It took 15 passes to create David Silva’s goal which as it turned out would have been enough to win the final. The illustration shows how Spain got the ball forward with laterals and back passes kept to a minimum. Spain barely edged Italy in total ball possession with 52% to 48%, after actually falling behind in the first half. In comparison, they averaged 65% in the rest of the matches. Here is the key stat: Spain completed 22 of 41 passes (53.7%) made into the box and scored three goals.
Thiago Motta’s injury stopped any chance of a comeback as Italy forced to play a man down for 30 minutes as Spain enjoyed a 237-99 passes completed advantage. After the Motta injury, Spain also had a 17-0 touches in the box advantage.

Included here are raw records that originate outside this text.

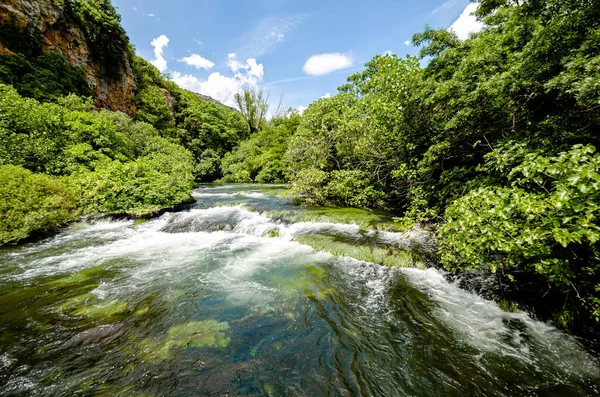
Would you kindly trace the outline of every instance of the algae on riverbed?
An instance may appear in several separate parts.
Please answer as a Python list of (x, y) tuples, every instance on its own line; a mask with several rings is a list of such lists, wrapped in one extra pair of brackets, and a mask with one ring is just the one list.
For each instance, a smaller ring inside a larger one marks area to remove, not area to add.
[(373, 262), (385, 266), (416, 267), (423, 269), (425, 264), (415, 259), (410, 252), (393, 247), (370, 246), (340, 241), (333, 236), (304, 234), (296, 238), (301, 244), (311, 246), (317, 251), (328, 252), (335, 256), (347, 256), (364, 262)]
[(268, 210), (263, 215), (286, 223), (330, 222), (358, 225), (361, 230), (400, 231), (389, 214), (362, 208), (294, 206), (289, 209)]
[(228, 323), (212, 319), (174, 325), (163, 337), (142, 340), (138, 345), (140, 356), (147, 361), (157, 361), (169, 359), (173, 349), (225, 348), (231, 341), (226, 334), (228, 330)]

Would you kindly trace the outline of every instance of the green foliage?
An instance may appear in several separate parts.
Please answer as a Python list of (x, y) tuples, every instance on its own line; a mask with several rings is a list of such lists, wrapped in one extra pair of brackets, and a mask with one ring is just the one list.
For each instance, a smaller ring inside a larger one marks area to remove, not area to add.
[(221, 164), (222, 182), (282, 183), (287, 181), (284, 155), (300, 123), (297, 112), (288, 111), (242, 141)]
[(181, 144), (198, 159), (197, 178), (211, 181), (219, 177), (217, 156), (231, 151), (248, 136), (248, 126), (233, 110), (185, 93), (186, 104), (178, 118), (184, 128)]
[(290, 192), (304, 197), (307, 204), (351, 207), (376, 207), (385, 195), (371, 184), (364, 172), (336, 170), (327, 173), (314, 168), (298, 172)]
[[(416, 192), (409, 187), (417, 185), (418, 153), (425, 147), (424, 132), (431, 129), (430, 105), (419, 97), (428, 87), (414, 58), (377, 56), (366, 67), (350, 77), (340, 94), (309, 107), (286, 157), (292, 174), (301, 175), (305, 168), (350, 171), (360, 175), (358, 185), (374, 188), (370, 198), (356, 200), (347, 195), (362, 194), (362, 189), (346, 189), (342, 202), (402, 208)], [(330, 192), (339, 192), (336, 184)], [(327, 191), (322, 193), (327, 199)], [(380, 200), (384, 195), (386, 202)]]
[(294, 169), (364, 171), (386, 206), (434, 219), (463, 193), (506, 181), (479, 168), (504, 142), (555, 153), (597, 145), (598, 7), (484, 1), (482, 10), (488, 27), (470, 40), (429, 27), (415, 35), (426, 68), (377, 56), (312, 104), (288, 152)]
[(20, 53), (0, 54), (0, 83), (11, 84), (21, 95), (40, 101), (70, 93), (92, 93), (83, 69), (71, 66), (59, 51), (44, 52), (35, 58)]
[[(75, 199), (69, 197), (85, 212), (143, 216), (190, 199), (189, 151), (124, 113), (91, 110), (89, 100), (71, 95), (57, 102), (39, 103), (0, 85), (0, 165), (65, 176)], [(49, 176), (39, 178), (48, 185)]]
[(76, 202), (58, 180), (18, 166), (0, 166), (0, 244), (54, 230), (74, 219)]
[(56, 103), (74, 112), (91, 112), (94, 109), (94, 101), (91, 97), (83, 98), (75, 94), (61, 96), (56, 99)]
[(527, 267), (599, 319), (599, 169), (592, 146), (556, 157), (527, 155), (510, 172), (508, 187), (480, 188), (448, 207), (442, 262), (505, 274)]
[(168, 91), (156, 86), (144, 88), (136, 96), (138, 112), (135, 119), (152, 124), (158, 130), (175, 128), (175, 118), (167, 105)]
[(148, 142), (135, 161), (106, 161), (93, 172), (74, 173), (66, 183), (88, 212), (145, 217), (190, 200), (193, 158), (164, 138)]
[(0, 85), (0, 165), (20, 165), (34, 172), (58, 168), (68, 145), (63, 109), (21, 97), (10, 86)]
[(0, 164), (70, 174), (103, 159), (137, 158), (158, 136), (123, 113), (92, 111), (90, 100), (71, 95), (57, 102), (39, 103), (0, 85)]
[(200, 155), (196, 166), (196, 177), (204, 181), (213, 181), (221, 174), (221, 157), (216, 150), (206, 149)]
[(137, 86), (141, 89), (151, 85), (162, 86), (164, 78), (160, 75), (158, 69), (144, 58), (134, 56), (131, 62), (133, 75)]
[(242, 115), (181, 89), (142, 58), (134, 57), (133, 72), (138, 86), (134, 118), (152, 124), (161, 136), (192, 152), (196, 180), (220, 178), (223, 155), (248, 137), (249, 127)]
[(375, 207), (385, 195), (371, 185), (364, 172), (358, 170), (332, 171), (325, 194), (331, 200), (352, 207)]
[(425, 26), (423, 32), (415, 34), (412, 41), (416, 46), (427, 43), (427, 45), (422, 47), (419, 52), (421, 58), (426, 56), (436, 57), (447, 49), (458, 47), (461, 44), (454, 32), (449, 32), (445, 29), (436, 30), (432, 29), (430, 26)]
[(103, 61), (109, 72), (119, 72), (129, 52), (129, 38), (110, 0), (68, 0), (67, 6), (90, 41), (92, 55)]
[(304, 198), (307, 204), (322, 205), (327, 201), (323, 187), (328, 173), (315, 168), (304, 168), (296, 173), (291, 193)]

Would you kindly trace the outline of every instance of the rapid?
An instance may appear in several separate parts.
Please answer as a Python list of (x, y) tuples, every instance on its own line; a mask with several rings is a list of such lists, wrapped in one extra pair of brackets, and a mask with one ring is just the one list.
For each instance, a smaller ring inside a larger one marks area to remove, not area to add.
[(284, 190), (1, 248), (0, 396), (600, 394), (595, 353), (428, 267), (427, 233)]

The emergence of Jordi Alba cannot be overstated. Against France defying conventional wisdom, Alba bombed down the left channel turning in a cross for Xabi Alonso’s first goal. Against Italy, Spain were a threat down the flanks through Alba and Arbeloa and this stretching force deformed the Azzurri’s midfield diamond forcing Claudio Marchisio and Daniele De Rossi even wider into defending and opening up space behind them. Here is Alba’s heatmap. He overlapped Iniesta every time an attack opened up down that channel.
Italy did possess a lot of the ball around and just beyond midfield but in a complaint usually aimed at Spain it was scattered and diffuse with few quality link ups into the box as Andrea Pirlo, easily had his worst game in a while completing just one of eight passes.